4. By 'utilization' you're apparently referring to credit card utilization. You can get some points there by having one card report a minimal balance, rather than having all cards at zero.
Good explanation.
Thanks
You, in fact, are brilliant - PipeGuy.
Instead of paying off all my credit cards I went ahead and retained a 5% balance. The result was my credit score JUMPING from 701 to 757!!!!!
Who rocks? PIPEGUY!
Thank you!
Heh.... I can't really take credit for your good payment history, but I'm glad to see my "simple" example helped you stay ahead in the game.
Just don't yell at me when it drops for some unknown reason....that's my wife's job (yelling at me for unknown reasons) and she's damn good at it (lots of practice)
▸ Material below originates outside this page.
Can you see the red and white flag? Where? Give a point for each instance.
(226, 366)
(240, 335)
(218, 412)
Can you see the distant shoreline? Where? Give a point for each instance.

The FICO algorithms are not designed to give people the shaft, they are designed to create profit while balancing the risk and reward of lending to the public. Millions if not billions of data points have made the FICO machine pretty good at determining how a certain credit profile will perform with their credit.
The system can be harsh with the penalties that are applied when a mistep occurs and it can also be gamed. Again, these are just my 2 cents.
Peer to peer lending is great, which lender do you recommend?
I would find it hard to believe that a P2P will have a lower interest rate on a car note as compared to PenFed, DCU etc.